‘Trowback freebie’ is this week’s theme for Top Ten Tuesday, a weekly meme created by The Broke and The Bookish. Most of the books I read are published during the last twenty years. With the theme in mind I want to talk about the older books I read. To distinguish between “new” and “old” books, I have chosen the year I was born: 1994. As a kind of happy coincidence the writers of the five books I chose all have a different nationality.
The Secret Garden by Frances Hodgson Burnett
I start with the oldest book on this small list. The Secret Garden was published in 1911. It is a beautiful children’s book about a girl named Mary who discovers a walled garden. While Mary and her friend Colin restore the garden, not only the garden but also Mary herself changes. I love the old writing style and how the book shows the importance of positive thinking.
Gone with the Wind by Margaret Mitchell
This historical novel was first published in 1936. It is still a popular classic in the United States. I got this book from my grandmother after she died.
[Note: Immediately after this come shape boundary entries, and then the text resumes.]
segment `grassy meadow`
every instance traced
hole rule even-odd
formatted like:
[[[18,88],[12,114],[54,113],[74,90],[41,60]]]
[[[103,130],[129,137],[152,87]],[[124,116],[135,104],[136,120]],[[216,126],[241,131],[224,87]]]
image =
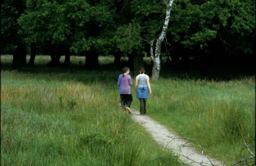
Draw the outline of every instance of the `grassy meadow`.
[[[119,72],[42,66],[49,58],[19,72],[1,56],[1,166],[180,165],[120,109]]]
[[[37,56],[34,67],[18,72],[11,56],[1,56],[1,165],[179,165],[152,161],[173,157],[120,110],[116,84],[124,66],[113,69],[113,57],[100,57],[100,69],[89,71],[84,59],[51,68],[49,56]],[[255,75],[216,81],[172,72],[151,80],[149,116],[229,164],[244,141],[255,150]]]

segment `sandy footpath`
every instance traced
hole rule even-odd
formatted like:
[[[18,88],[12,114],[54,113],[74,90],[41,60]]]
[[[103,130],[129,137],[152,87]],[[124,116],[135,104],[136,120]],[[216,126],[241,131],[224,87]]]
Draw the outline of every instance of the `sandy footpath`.
[[[179,156],[180,161],[190,166],[224,166],[223,163],[206,156],[204,152],[199,153],[191,146],[191,143],[175,134],[170,129],[147,115],[139,115],[139,112],[132,110],[132,118],[141,125],[152,136],[158,144]]]

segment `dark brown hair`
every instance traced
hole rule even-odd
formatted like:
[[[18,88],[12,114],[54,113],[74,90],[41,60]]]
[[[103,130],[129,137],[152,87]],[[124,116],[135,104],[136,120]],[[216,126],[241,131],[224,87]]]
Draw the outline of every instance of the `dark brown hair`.
[[[144,69],[144,68],[143,67],[141,67],[139,69],[139,72],[141,74],[143,73],[143,72],[145,72],[145,69]]]
[[[124,77],[124,73],[130,69],[130,68],[129,67],[125,67],[123,69],[123,77]]]

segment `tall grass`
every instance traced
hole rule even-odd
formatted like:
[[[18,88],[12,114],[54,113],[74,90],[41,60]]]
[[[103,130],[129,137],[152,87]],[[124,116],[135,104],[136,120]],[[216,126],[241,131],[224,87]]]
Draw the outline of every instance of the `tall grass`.
[[[120,109],[118,72],[44,67],[1,71],[1,165],[179,165],[153,161],[171,154]]]
[[[121,69],[111,68],[113,57],[101,57],[97,71],[80,67],[81,57],[71,56],[66,69],[47,67],[49,57],[37,56],[35,67],[21,72],[9,69],[10,56],[1,58],[1,164],[178,165],[149,162],[170,154],[120,110]],[[255,76],[217,81],[171,72],[151,80],[147,114],[212,157],[229,164],[238,160],[244,141],[255,143]],[[138,109],[133,97],[132,107]]]
[[[244,141],[255,144],[254,80],[253,76],[229,81],[151,81],[148,114],[200,144],[207,154],[234,163]],[[137,108],[138,100],[133,103]],[[252,148],[255,150],[254,145]]]

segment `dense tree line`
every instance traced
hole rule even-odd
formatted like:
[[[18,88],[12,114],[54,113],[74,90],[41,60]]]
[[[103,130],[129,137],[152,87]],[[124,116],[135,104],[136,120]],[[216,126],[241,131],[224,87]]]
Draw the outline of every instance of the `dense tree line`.
[[[99,67],[99,54],[115,63],[127,54],[130,67],[143,66],[152,41],[162,32],[169,1],[159,0],[15,0],[1,4],[2,53],[13,55],[12,67],[33,66],[37,54],[49,64],[70,63],[71,54]],[[175,0],[160,48],[169,65],[184,68],[191,59],[199,69],[251,61],[255,56],[255,2],[253,0]],[[31,57],[26,62],[26,51]],[[242,63],[241,63],[242,65]]]

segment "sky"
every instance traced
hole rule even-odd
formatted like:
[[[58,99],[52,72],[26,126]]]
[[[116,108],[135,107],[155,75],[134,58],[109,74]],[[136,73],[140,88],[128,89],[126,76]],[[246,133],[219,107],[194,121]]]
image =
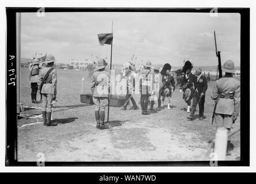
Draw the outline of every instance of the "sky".
[[[112,21],[112,64],[125,63],[134,55],[137,64],[181,66],[190,59],[194,66],[217,66],[215,30],[222,62],[231,59],[240,66],[240,17],[235,13],[22,13],[21,57],[47,53],[69,63],[100,55],[109,63],[111,45],[100,45],[97,34],[111,33]]]

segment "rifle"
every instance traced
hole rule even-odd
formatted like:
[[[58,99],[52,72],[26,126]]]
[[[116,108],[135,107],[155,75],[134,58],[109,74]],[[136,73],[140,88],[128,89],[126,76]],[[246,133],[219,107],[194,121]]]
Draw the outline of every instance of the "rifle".
[[[222,70],[221,70],[221,61],[220,58],[220,51],[217,49],[217,43],[216,43],[216,36],[215,34],[215,30],[214,31],[214,41],[215,41],[215,52],[216,52],[216,56],[218,57],[218,68],[219,68],[219,78],[222,78]]]
[[[213,120],[214,119],[214,115],[215,115],[215,111],[216,110],[216,106],[217,103],[218,103],[219,99],[220,99],[220,95],[219,95],[218,97],[217,98],[216,100],[214,102],[214,108],[213,108],[213,112],[212,113],[212,125],[213,124]]]

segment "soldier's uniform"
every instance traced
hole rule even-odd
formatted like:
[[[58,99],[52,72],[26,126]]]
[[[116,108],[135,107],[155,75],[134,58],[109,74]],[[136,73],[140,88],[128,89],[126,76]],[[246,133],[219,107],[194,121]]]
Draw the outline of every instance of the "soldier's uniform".
[[[154,80],[153,84],[153,91],[150,96],[150,110],[153,110],[155,102],[157,101],[159,110],[161,109],[161,90],[163,87],[162,75],[160,72],[160,67],[154,68]]]
[[[31,86],[31,99],[32,103],[36,103],[36,94],[37,93],[37,79],[39,74],[39,62],[35,59],[32,62],[32,66],[29,68],[29,78]]]
[[[130,99],[133,105],[133,109],[138,109],[136,102],[132,96],[133,91],[135,90],[135,78],[134,75],[136,74],[133,71],[134,69],[133,66],[129,63],[127,63],[126,68],[123,71],[123,75],[126,80],[126,96],[125,97],[125,104],[122,108],[122,110],[126,110],[128,102]]]
[[[141,92],[141,114],[148,115],[148,98],[153,89],[154,71],[151,70],[151,62],[146,63],[140,74],[140,90]]]
[[[46,67],[40,71],[37,84],[42,95],[42,111],[44,125],[47,126],[55,126],[56,123],[51,121],[51,116],[52,108],[52,102],[56,99],[57,73],[56,69],[54,68],[49,74],[48,78],[43,81],[43,79],[48,71],[52,68],[54,62],[55,62],[54,56],[48,55],[46,59]]]
[[[105,108],[108,105],[110,97],[110,74],[106,69],[107,63],[104,59],[98,60],[96,66],[96,70],[92,74],[91,90],[93,93],[93,101],[96,105],[95,108],[95,118],[97,122],[96,128],[99,129],[108,128],[105,124]]]
[[[233,78],[235,65],[231,60],[227,60],[222,70],[225,75],[216,80],[211,98],[217,101],[214,118],[217,128],[224,127],[230,133],[233,124],[239,115],[240,110],[240,82]],[[228,138],[228,148],[230,148],[230,137]]]

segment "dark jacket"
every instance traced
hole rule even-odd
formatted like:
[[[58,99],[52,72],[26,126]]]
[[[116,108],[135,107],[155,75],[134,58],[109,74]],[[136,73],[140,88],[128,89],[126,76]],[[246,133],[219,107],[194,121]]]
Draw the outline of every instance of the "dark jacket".
[[[197,80],[197,76],[195,76],[193,79],[193,83],[195,87],[195,92],[198,91],[199,94],[200,94],[201,93],[205,94],[205,91],[206,91],[208,85],[207,79],[204,76],[204,75],[202,75],[198,80]]]
[[[108,97],[110,93],[110,73],[107,70],[96,70],[92,74],[91,89],[94,97]]]

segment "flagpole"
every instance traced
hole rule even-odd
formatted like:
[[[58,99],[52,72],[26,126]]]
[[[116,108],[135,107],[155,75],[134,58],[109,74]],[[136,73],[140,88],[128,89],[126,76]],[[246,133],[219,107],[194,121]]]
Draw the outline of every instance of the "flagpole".
[[[112,34],[113,34],[113,21],[112,21]],[[114,36],[112,35],[112,39],[111,42],[111,51],[110,53],[110,72],[111,72],[111,68],[112,68],[112,48],[113,46],[113,40],[114,40]],[[108,117],[110,117],[110,97],[108,98],[108,120],[107,122],[108,122]]]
I knew almost nothing about the story, not even if my grandmother liked it. I just wanted to read it, because she read it. Gone with the Wind was not an easy read, but it was interesting, beautiful and sad. Interesting, because Scarlett O’Hara is what you would call an unlikable character. She is a rich, spoiled and selfish daughter of a plantation owner. At the end of the book I felt sorry for her anyway. It was also interesting to read about the American Civil War. Since I live in the Netherlands, I did not learn a lot about it at school.
The Letter for the King by Tonke Dragt
One of my favourite books in elementary school. It is a Dutch classic published in 1963. The story begins in the night before Tiuri will become a knight. He gets an urgent request to deliver an important letter. This is how his secret and dangerous mission starts.
The Neverending Story by Michael Ende
Another book I loved as child, and still cherish. The book is written by a German writer in 1979. It tells the story of a boy named Bastian. He slowly becomes part of the book he is reading. Fantastica, the world Bastian discovers, is amazing! It is very high on my list of fictional worlds I would like to visit (what do you mean with “that isn’t possible”?).
The House of Spirits by Isabel Allende
The first book of this Chilean writer, originally published in Spanish in 1982. The book follows three generations of the Trueba family: Clara, her daughter Blanca and granddaughter Alba. The House of Spirits is a nice mix between magical realism and historical fiction with some romance. I love the writing style: beautiful and captivating.